Setelah mendapatkan informasi akhir dari Roy, dan berpesan minta dihubungi kalau ada apa2, kami minta diri. Di bawah kami bertemu dengan Reza Gempit dan sedikit banyak bercerita panjang lebar di kantin RS Fatmawati. Sambil minum kami baru ngeh kembali kalau Pak Pieter dulu wali kelas 3H, dan sangat dekat sekali dengan murid2nya. Saya mencoba menanyakan dari mana asal kata Gempit, ternyata dulu Reza suka bertelanjang kaki waktu main basket di aula, dan dijuluki “Gembel”, sedangkan “Pit” berasal dari kata “Pieter”, jadilah disingkat dengan “Gempit”.

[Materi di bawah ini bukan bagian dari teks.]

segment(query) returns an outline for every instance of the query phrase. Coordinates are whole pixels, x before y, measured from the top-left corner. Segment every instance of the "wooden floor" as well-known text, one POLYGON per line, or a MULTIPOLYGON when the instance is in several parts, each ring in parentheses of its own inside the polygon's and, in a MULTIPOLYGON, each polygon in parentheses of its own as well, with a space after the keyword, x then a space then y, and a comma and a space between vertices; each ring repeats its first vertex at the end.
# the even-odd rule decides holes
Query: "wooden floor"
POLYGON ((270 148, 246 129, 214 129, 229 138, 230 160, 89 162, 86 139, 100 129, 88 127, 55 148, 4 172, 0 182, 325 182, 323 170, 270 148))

Dari tutur Gempit, saya bisa merasakan kedekatannya dengan beliau. Kemudian saya menemani Gempit kembali ke ruang 627 paviliun Teratai. Sekitar 10 menit lagi saya berada di kamar itu, menemani Gempit yang mengusap bahu Pak Pieter, dan membisikkan sesuatu kepada Pak Pieter. Saya bisa merasakan bahwa Pak Pieter merasakan kehadiran Gempit.
Saat kami keluar dari ruangan, tangan kanan Pak Pieter terangkat, seolah ingin mengucapkan selamat berpisah…
Saya ingin menutup catatan kecil saya tentang pak Pieter dengan mengutip diary masa SMP saya, salah satu interaksi saya dengan Pak Pieter.
“Pak Pieter, semoga segera pulih kembali…”

March 26th, 2009 at 10:23 pm
“Pak Pieter, semoga segera pulih kembali…”
semoga para muridnya menghargai & membalas jasa beliau …
amin,ya rabbal alamin !!!
May 20th, 2009 at 1:39 pm
nggak sengaja buka2 google search Siauta kok nemu blog ini……Thanks ya …sampai nangis bacanya ……besok saya harus ke kubur Papa ….kangen …betapa irinya saya karena tidak pernah merasakan diajar Papa(hehehe dulu saya pernah cemburu lho sama murid2nya)…kalau nggak salah angk 87 itu yg jalan2 ke Bali itu yach?
May 20th, 2009 at 1:48 pm
Halo Ariesca, wah kehormatan nih ketemu Anaknya yang lain. Kemarin sempat berkunjung dan ketemu bang Ferry.
Mungkin hanya tur kelas ya yang ke Bali. Beliau wali kelas 3H angkatan 87.